Alzheimer’s Society provides practical dementia information and support on the Alzheimer’s Society website.

For care planning, see home care support and funding, care homes in the UK, dementia care homes and how social care funding works in the UK.

Should you arrange care before diagnosis?

If someone is unsafe, support should not wait for a final diagnosis. Home care, family support, falls prevention, medication help, urgent GP review or social care input may be needed while assessment is ongoing.

A diagnosis can help guide long-term planning, but immediate risks such as missed medication, falls, unsafe cooking, wandering or self-neglect should be addressed straight away.

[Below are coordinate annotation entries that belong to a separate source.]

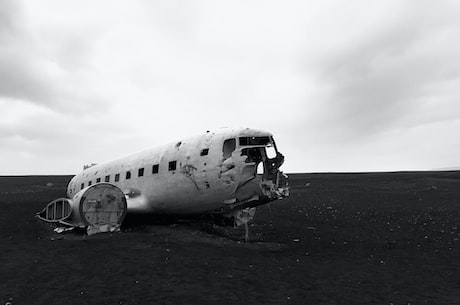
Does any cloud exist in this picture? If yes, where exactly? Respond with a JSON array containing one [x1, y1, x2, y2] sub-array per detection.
[[0, 0, 460, 173], [300, 2, 460, 138]]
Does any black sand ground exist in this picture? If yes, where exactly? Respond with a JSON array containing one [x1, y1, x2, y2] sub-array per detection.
[[0, 172, 460, 305]]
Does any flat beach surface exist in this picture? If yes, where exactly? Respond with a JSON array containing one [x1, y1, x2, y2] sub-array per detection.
[[0, 171, 460, 305]]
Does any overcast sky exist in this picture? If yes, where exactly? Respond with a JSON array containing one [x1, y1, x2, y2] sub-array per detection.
[[0, 0, 460, 175]]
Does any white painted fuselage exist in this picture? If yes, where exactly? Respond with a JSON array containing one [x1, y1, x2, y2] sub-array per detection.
[[67, 128, 287, 215]]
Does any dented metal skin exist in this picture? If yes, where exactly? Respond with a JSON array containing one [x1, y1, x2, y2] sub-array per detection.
[[42, 128, 289, 229]]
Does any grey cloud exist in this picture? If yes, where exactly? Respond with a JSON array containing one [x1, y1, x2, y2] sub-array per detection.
[[310, 2, 460, 136]]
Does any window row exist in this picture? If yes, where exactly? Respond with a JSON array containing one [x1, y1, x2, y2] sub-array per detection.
[[81, 161, 177, 189]]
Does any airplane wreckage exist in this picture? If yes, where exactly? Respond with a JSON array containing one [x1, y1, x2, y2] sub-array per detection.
[[36, 128, 289, 235]]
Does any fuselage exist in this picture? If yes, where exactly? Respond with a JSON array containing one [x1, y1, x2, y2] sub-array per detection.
[[67, 128, 287, 214]]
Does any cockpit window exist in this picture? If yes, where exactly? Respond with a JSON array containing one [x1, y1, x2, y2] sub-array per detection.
[[222, 139, 236, 159], [240, 137, 270, 146]]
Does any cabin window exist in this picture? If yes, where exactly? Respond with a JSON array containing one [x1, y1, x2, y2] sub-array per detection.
[[240, 137, 270, 146], [200, 148, 209, 156], [222, 139, 236, 159]]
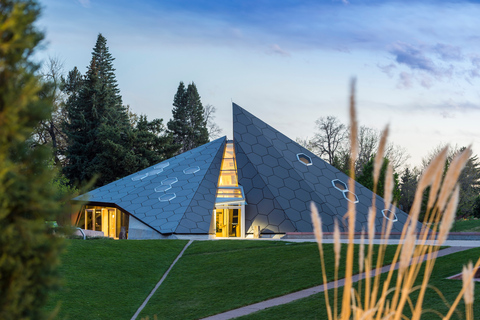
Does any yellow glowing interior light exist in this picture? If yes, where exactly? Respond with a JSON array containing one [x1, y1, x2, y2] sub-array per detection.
[[217, 188, 242, 198], [218, 142, 238, 187]]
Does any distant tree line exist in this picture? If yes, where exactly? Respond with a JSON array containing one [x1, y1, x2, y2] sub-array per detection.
[[33, 34, 221, 187], [297, 116, 480, 218]]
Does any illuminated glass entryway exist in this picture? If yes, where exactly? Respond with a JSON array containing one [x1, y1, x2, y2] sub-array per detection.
[[213, 141, 246, 238], [75, 206, 129, 239], [215, 207, 242, 237]]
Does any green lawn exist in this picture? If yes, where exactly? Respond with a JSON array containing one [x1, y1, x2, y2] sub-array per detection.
[[451, 219, 480, 232], [46, 240, 187, 320], [141, 240, 395, 319], [239, 248, 480, 320]]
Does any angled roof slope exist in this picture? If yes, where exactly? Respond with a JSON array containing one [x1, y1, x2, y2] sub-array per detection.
[[74, 137, 226, 234], [233, 104, 408, 232]]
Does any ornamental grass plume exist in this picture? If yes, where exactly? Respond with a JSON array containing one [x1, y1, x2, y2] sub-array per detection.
[[311, 81, 480, 320]]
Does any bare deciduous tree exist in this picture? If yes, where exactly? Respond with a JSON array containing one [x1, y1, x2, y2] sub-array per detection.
[[203, 104, 222, 140], [32, 57, 67, 164], [312, 116, 348, 164]]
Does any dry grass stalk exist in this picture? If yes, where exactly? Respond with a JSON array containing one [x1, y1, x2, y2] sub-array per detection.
[[373, 126, 389, 193], [437, 186, 460, 245], [333, 220, 342, 268], [462, 261, 475, 320], [383, 163, 394, 210], [399, 232, 416, 277], [310, 202, 333, 320], [312, 85, 480, 320], [438, 147, 472, 211]]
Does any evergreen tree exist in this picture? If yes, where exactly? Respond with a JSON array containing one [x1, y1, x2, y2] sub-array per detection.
[[167, 82, 209, 153], [0, 0, 61, 320], [64, 34, 138, 187], [398, 168, 418, 213], [134, 115, 178, 170]]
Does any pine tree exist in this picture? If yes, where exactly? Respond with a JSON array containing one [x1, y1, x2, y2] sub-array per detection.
[[64, 34, 138, 186], [134, 115, 177, 170], [0, 0, 61, 320], [167, 82, 209, 153], [398, 168, 418, 213], [187, 82, 209, 150]]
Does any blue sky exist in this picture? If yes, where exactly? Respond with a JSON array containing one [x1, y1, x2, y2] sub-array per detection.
[[38, 0, 480, 165]]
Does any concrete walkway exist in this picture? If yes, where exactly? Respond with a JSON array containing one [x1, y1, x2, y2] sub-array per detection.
[[202, 245, 480, 320]]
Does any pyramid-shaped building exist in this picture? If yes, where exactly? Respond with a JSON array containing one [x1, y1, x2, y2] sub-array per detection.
[[72, 104, 407, 239]]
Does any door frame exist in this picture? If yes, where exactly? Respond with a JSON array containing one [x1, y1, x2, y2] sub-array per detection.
[[213, 203, 245, 239]]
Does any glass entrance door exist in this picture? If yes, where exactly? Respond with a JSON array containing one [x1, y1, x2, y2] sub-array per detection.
[[215, 208, 242, 238]]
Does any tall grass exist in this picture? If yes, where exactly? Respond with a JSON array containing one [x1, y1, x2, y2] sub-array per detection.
[[311, 82, 480, 320]]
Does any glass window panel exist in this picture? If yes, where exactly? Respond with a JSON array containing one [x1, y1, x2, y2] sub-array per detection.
[[224, 142, 235, 158], [217, 188, 242, 198], [219, 171, 238, 187], [85, 210, 93, 230], [93, 209, 102, 231], [222, 158, 235, 170]]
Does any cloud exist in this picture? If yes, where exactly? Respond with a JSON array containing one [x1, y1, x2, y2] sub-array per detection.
[[390, 42, 438, 74], [409, 99, 480, 115], [77, 0, 90, 8], [397, 72, 413, 89], [433, 43, 464, 61], [377, 42, 480, 89], [267, 44, 290, 57], [377, 63, 397, 78]]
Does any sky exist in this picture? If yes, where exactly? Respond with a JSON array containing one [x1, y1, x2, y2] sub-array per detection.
[[36, 0, 480, 166]]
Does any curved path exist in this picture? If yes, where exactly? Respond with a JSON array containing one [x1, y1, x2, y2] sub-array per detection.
[[202, 244, 478, 320]]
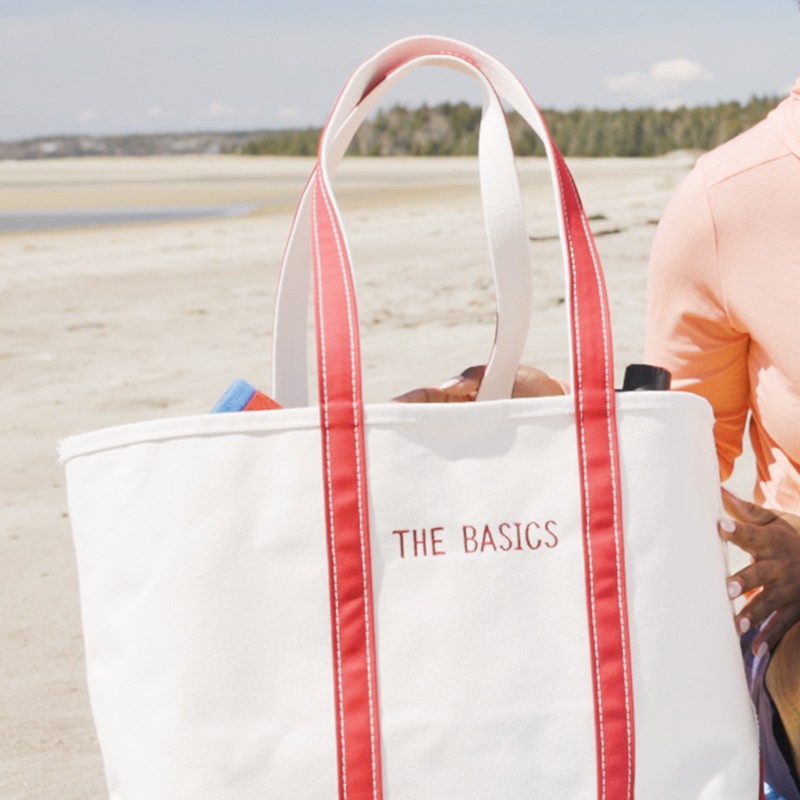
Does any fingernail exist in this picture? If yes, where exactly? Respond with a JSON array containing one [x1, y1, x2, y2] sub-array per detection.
[[739, 617, 750, 635]]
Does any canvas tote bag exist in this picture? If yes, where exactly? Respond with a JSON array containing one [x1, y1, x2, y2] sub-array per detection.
[[62, 37, 759, 800]]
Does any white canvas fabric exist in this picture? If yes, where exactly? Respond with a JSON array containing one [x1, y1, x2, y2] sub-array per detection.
[[61, 37, 759, 800]]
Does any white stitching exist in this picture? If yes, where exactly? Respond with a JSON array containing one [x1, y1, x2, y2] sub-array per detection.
[[581, 198, 633, 796], [555, 158, 606, 798], [311, 177, 347, 800], [320, 178, 378, 797]]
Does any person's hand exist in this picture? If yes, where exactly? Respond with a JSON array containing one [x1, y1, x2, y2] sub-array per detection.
[[394, 366, 564, 403], [719, 490, 800, 655]]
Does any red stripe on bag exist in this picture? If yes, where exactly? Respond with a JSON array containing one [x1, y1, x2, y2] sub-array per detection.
[[556, 153, 634, 800], [312, 171, 382, 800]]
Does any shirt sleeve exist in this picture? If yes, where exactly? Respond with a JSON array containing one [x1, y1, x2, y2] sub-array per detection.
[[645, 159, 749, 481]]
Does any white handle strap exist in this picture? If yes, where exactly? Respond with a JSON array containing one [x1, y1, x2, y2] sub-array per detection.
[[292, 37, 635, 800]]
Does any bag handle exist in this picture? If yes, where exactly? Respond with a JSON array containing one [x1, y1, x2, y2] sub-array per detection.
[[294, 36, 634, 800], [272, 52, 531, 407]]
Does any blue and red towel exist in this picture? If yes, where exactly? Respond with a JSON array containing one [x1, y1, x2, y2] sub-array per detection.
[[211, 378, 280, 414]]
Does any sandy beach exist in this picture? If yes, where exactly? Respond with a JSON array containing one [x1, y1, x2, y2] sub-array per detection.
[[0, 155, 749, 800]]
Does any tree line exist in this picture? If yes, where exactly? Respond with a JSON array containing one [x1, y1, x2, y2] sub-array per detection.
[[240, 97, 779, 157]]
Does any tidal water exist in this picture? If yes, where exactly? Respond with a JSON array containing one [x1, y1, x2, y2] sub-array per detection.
[[0, 203, 255, 233]]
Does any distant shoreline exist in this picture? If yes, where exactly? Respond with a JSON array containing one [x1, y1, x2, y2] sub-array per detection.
[[0, 203, 256, 235]]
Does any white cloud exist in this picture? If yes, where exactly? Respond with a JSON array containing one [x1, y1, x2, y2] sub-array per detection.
[[203, 100, 233, 117], [603, 58, 714, 102], [650, 58, 714, 83]]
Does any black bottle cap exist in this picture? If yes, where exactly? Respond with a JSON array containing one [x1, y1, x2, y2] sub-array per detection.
[[622, 364, 672, 392]]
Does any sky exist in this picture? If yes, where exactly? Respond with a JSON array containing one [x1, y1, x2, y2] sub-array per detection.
[[0, 0, 800, 141]]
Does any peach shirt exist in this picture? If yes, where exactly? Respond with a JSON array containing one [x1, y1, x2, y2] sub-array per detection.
[[645, 79, 800, 513]]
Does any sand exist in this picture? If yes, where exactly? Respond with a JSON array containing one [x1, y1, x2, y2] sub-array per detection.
[[0, 156, 747, 800]]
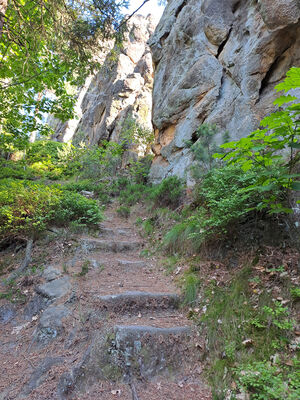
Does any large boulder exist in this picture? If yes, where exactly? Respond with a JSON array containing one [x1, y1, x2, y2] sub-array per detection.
[[149, 0, 300, 182]]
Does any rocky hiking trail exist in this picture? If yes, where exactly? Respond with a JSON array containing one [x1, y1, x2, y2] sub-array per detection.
[[0, 206, 211, 400]]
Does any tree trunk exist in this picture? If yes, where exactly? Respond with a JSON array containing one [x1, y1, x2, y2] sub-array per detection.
[[29, 91, 43, 143]]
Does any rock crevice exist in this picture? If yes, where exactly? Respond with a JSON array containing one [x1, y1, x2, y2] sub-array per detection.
[[149, 0, 300, 182]]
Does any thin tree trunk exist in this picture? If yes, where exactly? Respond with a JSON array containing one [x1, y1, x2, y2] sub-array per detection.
[[29, 91, 43, 143]]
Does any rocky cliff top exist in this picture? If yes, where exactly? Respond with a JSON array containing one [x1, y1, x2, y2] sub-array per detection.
[[150, 0, 300, 182]]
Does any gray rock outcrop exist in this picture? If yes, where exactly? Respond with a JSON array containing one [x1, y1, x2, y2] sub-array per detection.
[[149, 0, 300, 182], [49, 15, 155, 145]]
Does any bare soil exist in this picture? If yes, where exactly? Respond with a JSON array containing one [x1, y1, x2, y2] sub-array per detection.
[[0, 207, 211, 400]]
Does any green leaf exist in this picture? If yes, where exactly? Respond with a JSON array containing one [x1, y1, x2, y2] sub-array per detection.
[[291, 181, 300, 191], [273, 95, 297, 107]]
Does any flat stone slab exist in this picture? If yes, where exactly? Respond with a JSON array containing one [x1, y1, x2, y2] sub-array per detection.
[[97, 291, 180, 313], [22, 357, 64, 396], [0, 304, 17, 324], [82, 239, 141, 253], [114, 325, 191, 379], [118, 260, 147, 269], [36, 276, 72, 299], [35, 306, 70, 344], [23, 294, 52, 321], [42, 266, 62, 282]]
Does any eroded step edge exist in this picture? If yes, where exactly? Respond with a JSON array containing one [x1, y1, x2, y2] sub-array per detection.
[[58, 325, 193, 399], [95, 291, 180, 313], [82, 239, 142, 253]]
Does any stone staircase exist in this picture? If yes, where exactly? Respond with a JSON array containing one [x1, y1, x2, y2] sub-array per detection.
[[0, 208, 211, 400], [59, 209, 199, 400]]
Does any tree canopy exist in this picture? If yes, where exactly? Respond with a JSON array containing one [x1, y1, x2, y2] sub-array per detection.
[[0, 0, 128, 151]]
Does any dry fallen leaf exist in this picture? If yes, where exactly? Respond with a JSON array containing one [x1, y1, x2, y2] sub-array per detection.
[[111, 389, 121, 396], [242, 339, 253, 347]]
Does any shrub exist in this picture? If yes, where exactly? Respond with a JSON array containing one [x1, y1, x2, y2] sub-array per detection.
[[0, 179, 60, 238], [53, 192, 103, 225], [150, 176, 183, 209], [215, 68, 300, 213], [0, 179, 102, 239], [236, 361, 300, 400], [120, 183, 147, 206]]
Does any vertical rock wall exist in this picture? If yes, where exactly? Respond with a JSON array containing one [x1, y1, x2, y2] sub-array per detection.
[[51, 15, 155, 145], [150, 0, 300, 182]]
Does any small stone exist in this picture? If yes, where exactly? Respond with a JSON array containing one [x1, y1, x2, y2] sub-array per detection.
[[36, 276, 71, 299], [42, 266, 62, 282]]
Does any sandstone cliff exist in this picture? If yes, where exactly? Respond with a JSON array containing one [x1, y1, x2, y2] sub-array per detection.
[[150, 0, 300, 182], [50, 15, 155, 145]]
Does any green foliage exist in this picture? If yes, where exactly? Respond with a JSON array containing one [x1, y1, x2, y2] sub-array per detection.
[[0, 0, 127, 152], [290, 287, 300, 300], [183, 272, 200, 305], [129, 154, 153, 184], [236, 360, 300, 400], [119, 183, 148, 206], [78, 260, 91, 276], [149, 176, 183, 209], [0, 179, 60, 239], [53, 191, 103, 226], [188, 165, 270, 245], [163, 220, 199, 253], [263, 301, 294, 330], [194, 268, 296, 400], [117, 206, 130, 218], [215, 68, 300, 213], [68, 141, 124, 181], [0, 179, 102, 239]]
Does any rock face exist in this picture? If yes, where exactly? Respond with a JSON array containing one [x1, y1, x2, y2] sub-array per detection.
[[149, 0, 300, 182], [50, 15, 155, 145]]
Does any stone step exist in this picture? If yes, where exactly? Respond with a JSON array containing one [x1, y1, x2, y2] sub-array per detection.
[[58, 325, 194, 400], [82, 239, 141, 253], [35, 276, 72, 299], [96, 291, 180, 313], [114, 325, 191, 379], [99, 224, 134, 236]]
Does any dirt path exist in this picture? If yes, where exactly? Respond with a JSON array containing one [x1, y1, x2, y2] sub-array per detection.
[[0, 208, 211, 400]]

FAQ: dementia, depression and MCI assessment

Can depression really look like dementia?

Yes. Depression can cause poor concentration, slow thinking, forgetfulness, low motivation and withdrawal, especially in older adults. Treating depression can sometimes improve cognitive symptoms significantly.

What is the difference between MCI and dementia?

In MCI, memory or thinking changes are present but the person usually manages daily life independently. In dementia, cognitive decline interferes more clearly with everyday functioning and independence.

Does MCI always become dementia?

No. Some people with MCI stay stable for years or improve if contributing factors are treated. Others progress to dementia, so monitoring is important.

Who should I contact first about memory problems?

Start with the GP. They can review symptoms, medication, mood, sleep and physical health, arrange blood tests and refer to a memory clinic if needed.

What blood tests are done for memory problems?

Tests vary, but GPs may check thyroid function, vitamin B12, folate, full blood count, liver and kidney function, diabetes markers, infection or inflammation depending on symptoms.

Will the GP diagnose dementia?

Sometimes a GP may identify likely dementia, but diagnosis is often confirmed through a memory clinic or specialist assessment, especially when symptoms are unclear or treatment decisions are needed.

What happens at a memory clinic?

A memory clinic usually takes a detailed history, asks for family or carer input, performs cognitive testing, reviews mood and daily functioning, and may arrange brain imaging such as CT or MRI.

Can dementia and depression happen together?

Yes. Depression is common in people with dementia. If someone with dementia suddenly becomes more withdrawn, low or inactive, mood should still be assessed rather than assuming the dementia has rapidly progressed.

When is memory loss urgent?

Sudden confusion, rapid worsening, stroke symptoms, fever with confusion, head injury, seizure, severe agitation, hallucinations with risk, or immediate safety concerns need urgent medical advice.

Can private assessment diagnose dementia?

Yes, if carried out by an appropriately qualified specialist using a thorough process. Ask whether the assessment includes collateral history, cognitive testing, mood assessment, imaging where appropriate and a written report for the GP.

Should we arrange care before diagnosis?

If someone is unsafe, support should not wait for a final diagnosis. Home care, family support, falls prevention, medication help or urgent social care input may be needed while assessment is ongoing.

Does a dementia diagnosis mean someone lacks capacity?

No. Capacity is decision-specific. Someone may be able to make some decisions but need support with others. Legal and financial planning should be considered early.

Final takeaway

Families often delay seeking help because they fear that memory assessment will automatically mean dementia. In reality, assessment can identify depression, MCI, reversible medical causes or dementia, and each has different treatment and planning implications.

If someone you love is becoming more forgetful, withdrawn, confused, less confident or less able to manage tasks they once handled easily, start with a GP appointment. You do not need to know whether it is dementia, depression or MCI. That is what the assessment process is for.